Wie praktische Politik für »Ökologie von unten« aussehen kann, zeigte der Vortrag von Ulrike Kronfeld-Goharani, die anhand von konkreten Beispielen vorführte, wie die Agenda 21 von der globalen auf die lokale Ebene umgesetzt werden kann. Die Perspektive wurde zum Abschluß der Tagung wieder erweitert durch Ulrich Albrecht, der die Interaktion zwischen Politik und Ökonomie in den Blick nahm, insbesondere die politischen Dimensionen von Globalisierung, die damit verbundene Entstaatlichung von Gesellschaft und das (noch diffuse) Konzept der Weltgesellschaft.

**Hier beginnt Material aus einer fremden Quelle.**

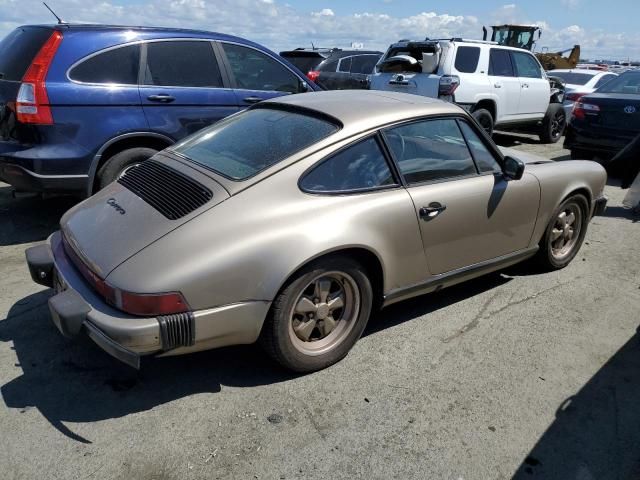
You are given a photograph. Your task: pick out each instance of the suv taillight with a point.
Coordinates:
(448, 85)
(32, 103)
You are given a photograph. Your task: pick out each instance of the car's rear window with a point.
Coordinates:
(18, 49)
(572, 78)
(467, 59)
(628, 82)
(244, 144)
(304, 62)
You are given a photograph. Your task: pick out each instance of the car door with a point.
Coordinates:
(256, 76)
(467, 210)
(183, 88)
(535, 88)
(504, 84)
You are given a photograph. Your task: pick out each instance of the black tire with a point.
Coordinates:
(579, 154)
(484, 119)
(279, 338)
(547, 257)
(118, 164)
(553, 124)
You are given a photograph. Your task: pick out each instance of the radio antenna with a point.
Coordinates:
(60, 21)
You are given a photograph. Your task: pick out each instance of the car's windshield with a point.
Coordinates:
(572, 78)
(626, 83)
(243, 145)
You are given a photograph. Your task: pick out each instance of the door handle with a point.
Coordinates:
(432, 211)
(252, 100)
(162, 98)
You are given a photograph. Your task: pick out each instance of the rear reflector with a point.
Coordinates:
(32, 103)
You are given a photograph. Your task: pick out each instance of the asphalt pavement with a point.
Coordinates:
(514, 375)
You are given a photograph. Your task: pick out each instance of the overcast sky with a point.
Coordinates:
(604, 29)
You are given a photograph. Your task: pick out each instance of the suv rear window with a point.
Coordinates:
(119, 66)
(275, 135)
(467, 59)
(18, 49)
(305, 62)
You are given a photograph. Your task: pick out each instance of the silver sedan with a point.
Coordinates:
(290, 222)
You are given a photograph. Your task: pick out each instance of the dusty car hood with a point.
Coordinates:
(115, 224)
(524, 156)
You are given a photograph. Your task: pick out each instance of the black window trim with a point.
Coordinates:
(483, 138)
(227, 65)
(454, 117)
(358, 191)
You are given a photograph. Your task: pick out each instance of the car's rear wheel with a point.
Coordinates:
(121, 162)
(553, 124)
(484, 119)
(319, 315)
(564, 234)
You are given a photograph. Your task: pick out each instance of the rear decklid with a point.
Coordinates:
(17, 51)
(620, 111)
(147, 203)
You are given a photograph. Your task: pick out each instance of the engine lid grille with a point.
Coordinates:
(170, 192)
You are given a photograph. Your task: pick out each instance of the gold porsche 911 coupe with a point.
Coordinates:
(289, 222)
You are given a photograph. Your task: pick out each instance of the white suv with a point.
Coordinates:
(500, 86)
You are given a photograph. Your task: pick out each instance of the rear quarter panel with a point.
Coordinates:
(558, 180)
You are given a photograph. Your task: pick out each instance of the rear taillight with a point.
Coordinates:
(574, 96)
(313, 75)
(581, 110)
(32, 104)
(142, 304)
(448, 85)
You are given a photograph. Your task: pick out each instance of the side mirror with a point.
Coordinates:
(513, 168)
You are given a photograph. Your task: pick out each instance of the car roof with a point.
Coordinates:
(359, 110)
(119, 28)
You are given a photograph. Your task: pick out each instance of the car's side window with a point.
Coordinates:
(526, 65)
(430, 150)
(344, 65)
(254, 70)
(500, 63)
(359, 167)
(364, 63)
(485, 161)
(182, 64)
(116, 66)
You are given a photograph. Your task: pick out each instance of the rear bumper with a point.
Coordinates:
(28, 181)
(597, 140)
(76, 309)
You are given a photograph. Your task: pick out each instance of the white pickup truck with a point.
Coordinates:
(500, 86)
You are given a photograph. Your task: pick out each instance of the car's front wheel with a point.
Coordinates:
(564, 234)
(319, 315)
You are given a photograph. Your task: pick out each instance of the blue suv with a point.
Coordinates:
(80, 104)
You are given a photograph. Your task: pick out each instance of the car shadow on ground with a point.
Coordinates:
(75, 381)
(596, 432)
(30, 218)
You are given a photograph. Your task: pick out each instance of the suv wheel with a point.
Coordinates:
(118, 165)
(553, 124)
(484, 119)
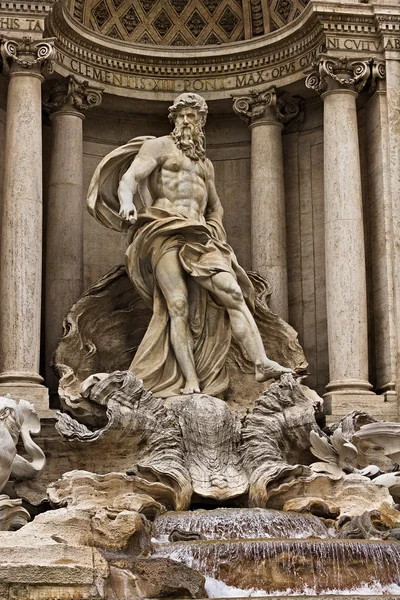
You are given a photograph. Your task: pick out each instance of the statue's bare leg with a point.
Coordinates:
(171, 279)
(226, 289)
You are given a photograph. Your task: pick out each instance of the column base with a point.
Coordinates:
(338, 405)
(349, 386)
(35, 393)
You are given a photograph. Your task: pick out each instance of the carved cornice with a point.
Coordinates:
(267, 106)
(27, 55)
(71, 95)
(36, 8)
(342, 73)
(389, 23)
(277, 58)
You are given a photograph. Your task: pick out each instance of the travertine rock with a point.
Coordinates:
(12, 514)
(385, 435)
(211, 437)
(351, 494)
(276, 440)
(116, 491)
(163, 577)
(113, 305)
(17, 420)
(370, 525)
(137, 421)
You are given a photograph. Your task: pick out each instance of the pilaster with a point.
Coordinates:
(67, 101)
(339, 80)
(26, 62)
(266, 112)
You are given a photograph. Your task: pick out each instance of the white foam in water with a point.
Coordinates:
(219, 589)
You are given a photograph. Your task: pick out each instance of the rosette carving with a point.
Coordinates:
(27, 54)
(268, 105)
(71, 94)
(331, 72)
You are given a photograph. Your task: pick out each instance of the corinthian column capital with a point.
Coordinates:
(71, 95)
(332, 73)
(27, 56)
(267, 106)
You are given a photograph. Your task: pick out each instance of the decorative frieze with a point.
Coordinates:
(333, 72)
(71, 94)
(25, 54)
(267, 105)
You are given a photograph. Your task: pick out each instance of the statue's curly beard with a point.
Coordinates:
(190, 139)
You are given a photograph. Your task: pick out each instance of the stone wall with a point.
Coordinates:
(228, 145)
(304, 190)
(3, 103)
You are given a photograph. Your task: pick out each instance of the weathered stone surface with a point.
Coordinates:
(350, 494)
(12, 514)
(370, 525)
(114, 490)
(138, 423)
(18, 420)
(211, 437)
(275, 438)
(112, 305)
(385, 435)
(163, 577)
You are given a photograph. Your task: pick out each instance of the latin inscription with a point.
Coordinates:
(21, 24)
(363, 45)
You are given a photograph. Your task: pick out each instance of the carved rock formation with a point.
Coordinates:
(12, 514)
(139, 423)
(211, 437)
(276, 440)
(348, 495)
(370, 525)
(104, 328)
(163, 577)
(17, 420)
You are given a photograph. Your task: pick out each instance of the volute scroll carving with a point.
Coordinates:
(26, 54)
(331, 72)
(71, 94)
(267, 105)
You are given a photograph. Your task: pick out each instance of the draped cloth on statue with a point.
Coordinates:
(202, 251)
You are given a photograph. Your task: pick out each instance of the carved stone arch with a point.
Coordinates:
(256, 18)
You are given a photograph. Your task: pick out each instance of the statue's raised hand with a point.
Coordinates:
(128, 213)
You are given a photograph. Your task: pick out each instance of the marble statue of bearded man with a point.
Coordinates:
(163, 190)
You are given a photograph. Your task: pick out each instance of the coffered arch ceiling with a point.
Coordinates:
(184, 22)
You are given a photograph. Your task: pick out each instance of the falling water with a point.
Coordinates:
(239, 523)
(276, 565)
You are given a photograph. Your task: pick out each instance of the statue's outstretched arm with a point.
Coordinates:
(142, 166)
(214, 210)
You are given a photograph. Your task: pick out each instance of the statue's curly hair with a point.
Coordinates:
(188, 99)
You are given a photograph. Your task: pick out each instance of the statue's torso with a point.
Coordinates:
(178, 185)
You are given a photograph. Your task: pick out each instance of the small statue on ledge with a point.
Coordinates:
(179, 261)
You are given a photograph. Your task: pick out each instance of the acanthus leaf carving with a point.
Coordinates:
(71, 93)
(27, 54)
(353, 74)
(268, 105)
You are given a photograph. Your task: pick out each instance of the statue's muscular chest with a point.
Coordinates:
(178, 168)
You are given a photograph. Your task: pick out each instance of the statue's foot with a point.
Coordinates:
(271, 370)
(192, 387)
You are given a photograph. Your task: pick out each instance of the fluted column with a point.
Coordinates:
(265, 114)
(339, 81)
(21, 235)
(67, 101)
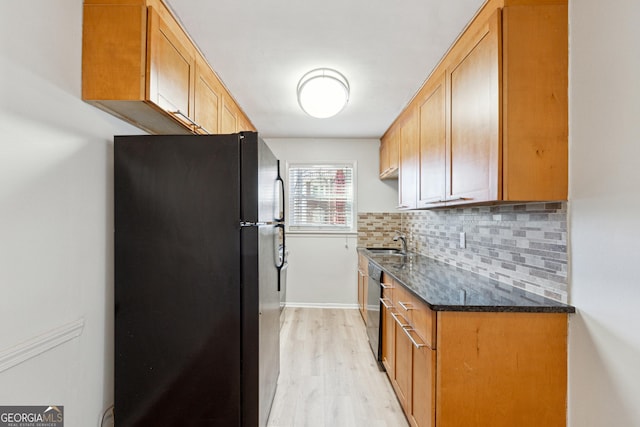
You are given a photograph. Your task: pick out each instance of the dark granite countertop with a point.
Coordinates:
(445, 287)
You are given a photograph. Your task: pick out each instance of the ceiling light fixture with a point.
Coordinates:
(323, 93)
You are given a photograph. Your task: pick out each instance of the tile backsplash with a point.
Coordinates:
(376, 229)
(523, 245)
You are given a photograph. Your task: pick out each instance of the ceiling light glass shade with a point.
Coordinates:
(323, 93)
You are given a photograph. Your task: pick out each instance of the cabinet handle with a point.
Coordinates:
(413, 341)
(402, 325)
(186, 118)
(386, 303)
(404, 305)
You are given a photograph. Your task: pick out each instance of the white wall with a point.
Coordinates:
(604, 341)
(56, 222)
(323, 268)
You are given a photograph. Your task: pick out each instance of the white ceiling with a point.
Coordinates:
(386, 49)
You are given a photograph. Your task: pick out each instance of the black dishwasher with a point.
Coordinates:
(373, 311)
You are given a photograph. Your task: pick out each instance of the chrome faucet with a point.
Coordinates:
(400, 236)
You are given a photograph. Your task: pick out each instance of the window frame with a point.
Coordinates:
(323, 229)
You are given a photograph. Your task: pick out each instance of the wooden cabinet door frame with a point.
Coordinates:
(206, 100)
(159, 34)
(468, 118)
(432, 169)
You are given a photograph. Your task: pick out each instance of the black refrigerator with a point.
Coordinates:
(199, 224)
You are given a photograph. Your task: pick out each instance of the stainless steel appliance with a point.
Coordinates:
(197, 221)
(374, 293)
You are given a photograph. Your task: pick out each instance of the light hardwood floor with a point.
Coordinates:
(328, 376)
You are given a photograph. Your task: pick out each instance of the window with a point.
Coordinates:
(321, 197)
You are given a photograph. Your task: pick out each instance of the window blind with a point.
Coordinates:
(321, 197)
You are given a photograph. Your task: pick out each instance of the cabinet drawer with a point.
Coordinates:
(423, 320)
(388, 285)
(403, 301)
(363, 263)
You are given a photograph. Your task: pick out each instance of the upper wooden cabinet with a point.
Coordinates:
(206, 102)
(409, 162)
(139, 64)
(389, 156)
(493, 122)
(433, 145)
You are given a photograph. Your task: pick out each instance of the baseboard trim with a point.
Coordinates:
(322, 305)
(39, 344)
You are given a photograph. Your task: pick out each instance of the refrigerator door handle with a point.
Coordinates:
(281, 203)
(281, 262)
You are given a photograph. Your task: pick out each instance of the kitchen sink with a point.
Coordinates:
(385, 251)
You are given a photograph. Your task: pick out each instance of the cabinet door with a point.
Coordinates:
(389, 156)
(408, 177)
(474, 152)
(404, 365)
(432, 182)
(171, 67)
(229, 118)
(206, 100)
(423, 393)
(384, 157)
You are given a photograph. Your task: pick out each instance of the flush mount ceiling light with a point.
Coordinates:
(323, 93)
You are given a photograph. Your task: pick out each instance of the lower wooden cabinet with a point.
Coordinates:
(423, 396)
(464, 369)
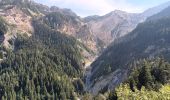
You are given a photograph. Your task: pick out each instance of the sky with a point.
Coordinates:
(100, 7)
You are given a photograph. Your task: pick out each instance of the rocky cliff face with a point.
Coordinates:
(147, 40)
(113, 25)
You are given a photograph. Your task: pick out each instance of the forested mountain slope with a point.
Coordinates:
(148, 40)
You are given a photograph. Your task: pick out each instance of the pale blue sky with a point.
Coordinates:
(100, 7)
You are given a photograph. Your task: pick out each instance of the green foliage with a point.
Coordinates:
(125, 93)
(41, 67)
(3, 27)
(149, 39)
(149, 73)
(57, 20)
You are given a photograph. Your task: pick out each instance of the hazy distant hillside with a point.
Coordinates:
(149, 39)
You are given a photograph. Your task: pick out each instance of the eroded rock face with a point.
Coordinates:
(114, 25)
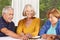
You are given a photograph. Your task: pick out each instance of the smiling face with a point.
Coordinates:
(9, 15)
(53, 19)
(29, 12)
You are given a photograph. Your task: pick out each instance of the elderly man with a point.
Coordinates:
(7, 27)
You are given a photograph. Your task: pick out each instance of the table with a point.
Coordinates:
(8, 38)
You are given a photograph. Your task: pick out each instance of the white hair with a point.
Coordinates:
(6, 8)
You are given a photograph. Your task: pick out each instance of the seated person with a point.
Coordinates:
(7, 27)
(52, 25)
(30, 25)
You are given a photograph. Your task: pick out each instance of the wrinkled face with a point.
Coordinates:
(53, 19)
(8, 16)
(29, 12)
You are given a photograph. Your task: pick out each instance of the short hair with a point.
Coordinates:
(55, 12)
(24, 11)
(6, 8)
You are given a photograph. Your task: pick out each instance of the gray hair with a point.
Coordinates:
(6, 8)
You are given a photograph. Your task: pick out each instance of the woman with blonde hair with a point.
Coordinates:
(30, 25)
(52, 25)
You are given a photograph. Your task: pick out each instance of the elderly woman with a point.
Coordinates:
(52, 25)
(30, 25)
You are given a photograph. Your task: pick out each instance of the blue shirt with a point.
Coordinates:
(4, 24)
(52, 30)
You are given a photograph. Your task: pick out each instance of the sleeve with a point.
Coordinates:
(13, 27)
(19, 28)
(2, 25)
(37, 28)
(44, 28)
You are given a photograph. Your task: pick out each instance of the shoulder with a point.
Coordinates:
(22, 21)
(37, 19)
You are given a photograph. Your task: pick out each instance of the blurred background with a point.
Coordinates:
(18, 6)
(45, 5)
(41, 7)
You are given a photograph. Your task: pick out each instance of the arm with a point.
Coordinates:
(9, 33)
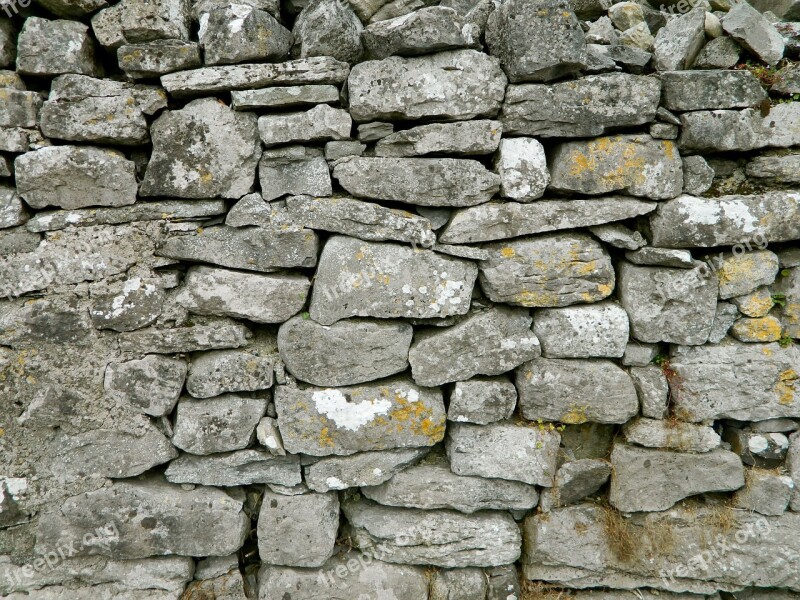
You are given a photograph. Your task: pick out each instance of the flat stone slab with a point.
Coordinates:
(393, 413)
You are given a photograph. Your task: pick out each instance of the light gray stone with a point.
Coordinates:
(559, 48)
(256, 297)
(203, 150)
(647, 480)
(504, 450)
(596, 330)
(366, 279)
(345, 353)
(442, 538)
(485, 343)
(393, 413)
(547, 271)
(575, 391)
(482, 400)
(297, 531)
(220, 424)
(359, 219)
(468, 84)
(421, 181)
(635, 164)
(586, 107)
(668, 305)
(73, 177)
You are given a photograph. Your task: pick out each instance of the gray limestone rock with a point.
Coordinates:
(547, 271)
(393, 413)
(297, 531)
(224, 371)
(203, 150)
(152, 384)
(367, 279)
(73, 177)
(328, 28)
(364, 220)
(245, 467)
(421, 181)
(256, 297)
(583, 108)
(646, 480)
(140, 518)
(482, 400)
(575, 391)
(763, 375)
(464, 137)
(635, 164)
(668, 305)
(46, 48)
(596, 330)
(467, 84)
(360, 469)
(558, 48)
(220, 424)
(511, 450)
(345, 353)
(485, 343)
(443, 538)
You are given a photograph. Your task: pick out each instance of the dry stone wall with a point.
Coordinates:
(399, 300)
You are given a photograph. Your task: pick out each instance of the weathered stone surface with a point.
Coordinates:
(204, 150)
(575, 391)
(252, 248)
(547, 271)
(668, 305)
(220, 424)
(167, 520)
(422, 181)
(763, 375)
(47, 48)
(159, 57)
(754, 32)
(152, 384)
(442, 538)
(646, 480)
(431, 485)
(485, 343)
(297, 531)
(503, 450)
(317, 124)
(359, 219)
(375, 579)
(358, 470)
(680, 41)
(559, 48)
(463, 137)
(366, 279)
(691, 222)
(73, 177)
(635, 164)
(482, 401)
(240, 33)
(555, 548)
(467, 84)
(708, 90)
(598, 330)
(210, 80)
(390, 414)
(256, 297)
(83, 109)
(328, 28)
(586, 107)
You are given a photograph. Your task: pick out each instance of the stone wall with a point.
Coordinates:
(405, 300)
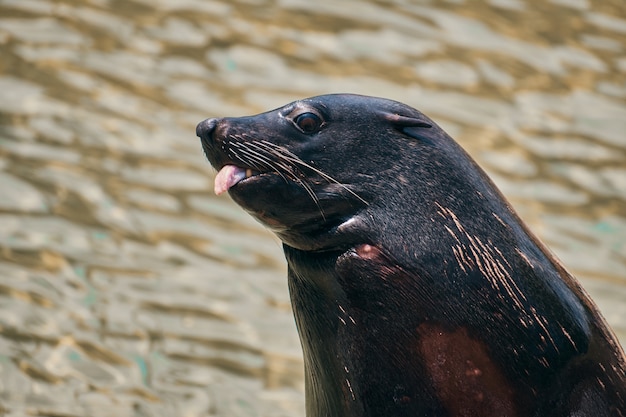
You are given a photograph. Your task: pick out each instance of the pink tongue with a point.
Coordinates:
(228, 176)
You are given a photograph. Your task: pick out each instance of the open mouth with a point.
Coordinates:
(229, 175)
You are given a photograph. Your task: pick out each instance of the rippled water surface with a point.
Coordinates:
(128, 289)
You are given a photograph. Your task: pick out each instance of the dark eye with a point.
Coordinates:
(308, 122)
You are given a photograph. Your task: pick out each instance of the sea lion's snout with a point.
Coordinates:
(206, 127)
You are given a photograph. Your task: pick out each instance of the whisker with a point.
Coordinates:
(291, 157)
(289, 171)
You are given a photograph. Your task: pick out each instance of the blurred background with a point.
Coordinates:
(128, 289)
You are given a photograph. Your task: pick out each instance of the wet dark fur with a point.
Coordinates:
(416, 289)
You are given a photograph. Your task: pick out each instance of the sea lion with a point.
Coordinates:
(416, 289)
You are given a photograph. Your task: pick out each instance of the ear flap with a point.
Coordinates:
(410, 126)
(404, 121)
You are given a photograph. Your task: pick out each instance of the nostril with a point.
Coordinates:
(206, 127)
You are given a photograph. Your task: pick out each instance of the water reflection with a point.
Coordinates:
(127, 288)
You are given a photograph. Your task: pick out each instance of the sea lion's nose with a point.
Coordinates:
(206, 127)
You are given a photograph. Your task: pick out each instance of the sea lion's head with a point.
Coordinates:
(309, 169)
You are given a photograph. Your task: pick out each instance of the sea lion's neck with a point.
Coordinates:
(315, 304)
(346, 342)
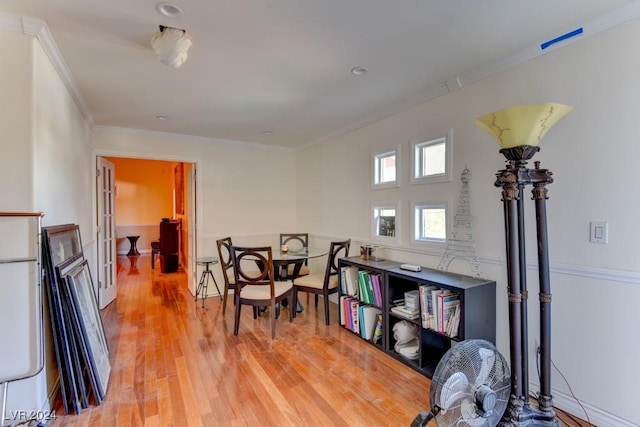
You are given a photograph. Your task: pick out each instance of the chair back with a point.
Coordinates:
(252, 266)
(295, 240)
(224, 253)
(338, 250)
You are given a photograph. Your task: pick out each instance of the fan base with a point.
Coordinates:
(520, 414)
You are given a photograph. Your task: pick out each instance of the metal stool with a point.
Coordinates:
(203, 286)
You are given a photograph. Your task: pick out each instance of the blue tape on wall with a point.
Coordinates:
(573, 33)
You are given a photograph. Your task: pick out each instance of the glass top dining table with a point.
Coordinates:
(297, 257)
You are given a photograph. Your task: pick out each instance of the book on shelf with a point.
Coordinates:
(425, 304)
(454, 322)
(376, 283)
(434, 308)
(406, 313)
(412, 299)
(355, 327)
(378, 331)
(366, 292)
(368, 318)
(349, 282)
(446, 307)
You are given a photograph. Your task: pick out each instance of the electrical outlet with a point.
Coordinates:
(599, 232)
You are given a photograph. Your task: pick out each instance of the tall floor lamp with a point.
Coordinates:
(518, 131)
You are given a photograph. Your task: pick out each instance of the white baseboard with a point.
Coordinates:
(597, 416)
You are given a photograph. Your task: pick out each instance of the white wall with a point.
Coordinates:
(46, 160)
(593, 154)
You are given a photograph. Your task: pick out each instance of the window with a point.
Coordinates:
(431, 160)
(430, 222)
(384, 221)
(385, 171)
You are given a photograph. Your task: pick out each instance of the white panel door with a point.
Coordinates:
(106, 232)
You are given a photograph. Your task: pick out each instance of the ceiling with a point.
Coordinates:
(278, 71)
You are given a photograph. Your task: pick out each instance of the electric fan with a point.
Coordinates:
(470, 387)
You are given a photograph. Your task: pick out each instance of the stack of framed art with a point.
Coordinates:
(81, 349)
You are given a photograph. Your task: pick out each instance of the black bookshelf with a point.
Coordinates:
(477, 309)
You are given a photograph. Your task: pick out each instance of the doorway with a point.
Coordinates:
(144, 192)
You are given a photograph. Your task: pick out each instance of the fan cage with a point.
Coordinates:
(465, 358)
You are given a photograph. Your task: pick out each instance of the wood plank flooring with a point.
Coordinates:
(177, 364)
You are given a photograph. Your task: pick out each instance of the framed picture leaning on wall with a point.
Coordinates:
(84, 307)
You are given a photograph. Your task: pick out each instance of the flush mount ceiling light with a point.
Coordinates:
(169, 10)
(359, 71)
(171, 45)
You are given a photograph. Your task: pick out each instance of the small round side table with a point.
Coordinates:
(203, 286)
(133, 240)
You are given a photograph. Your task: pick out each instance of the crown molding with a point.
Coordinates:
(626, 13)
(191, 138)
(38, 29)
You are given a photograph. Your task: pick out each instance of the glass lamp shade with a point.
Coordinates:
(522, 125)
(171, 46)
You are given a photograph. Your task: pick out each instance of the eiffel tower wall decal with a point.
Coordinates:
(461, 244)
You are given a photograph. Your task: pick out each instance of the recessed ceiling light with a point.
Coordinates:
(358, 71)
(169, 10)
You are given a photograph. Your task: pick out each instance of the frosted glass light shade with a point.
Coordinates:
(522, 125)
(171, 46)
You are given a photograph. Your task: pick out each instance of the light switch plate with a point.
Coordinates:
(599, 232)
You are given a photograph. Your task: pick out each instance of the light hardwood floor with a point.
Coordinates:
(177, 364)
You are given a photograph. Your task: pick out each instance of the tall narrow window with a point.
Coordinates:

Die Tagung konnte zwar neuartige Perspektiven und Diskussionsfelder eröffnen und Zusammenhänge aufzeigen, machte jedoch deutlich, daß das interdisziplinäre Zusammenführen verschiedener Forschungs- und Politikbereiche selten schnell greifbare Resultate liefert, die zu politischen Handlungsperspektiven führen. Es wurde vereinbart, ein Projekt zum Thema Frieden und Nachhaltigkeit fortzuführen, das die Wechselbeziehungen der drei Problemkomplexe Umwelt, Entwicklung und Frieden in Richtung auf integrierte Lösungskonzepte und Handlungsvorschläge für die Politik untersuchen soll. Eine Verbesserung der Forschungszusammenarbeit wird angestrebt, ein Tagungsband ist geplant.
Dr. Jürgen Scheffran ist wissenschaftlicher Assistent, Dr. Markus Jathe wissenschaftlicher Mitarbeiter bei IANUS an der TH Darmstadt.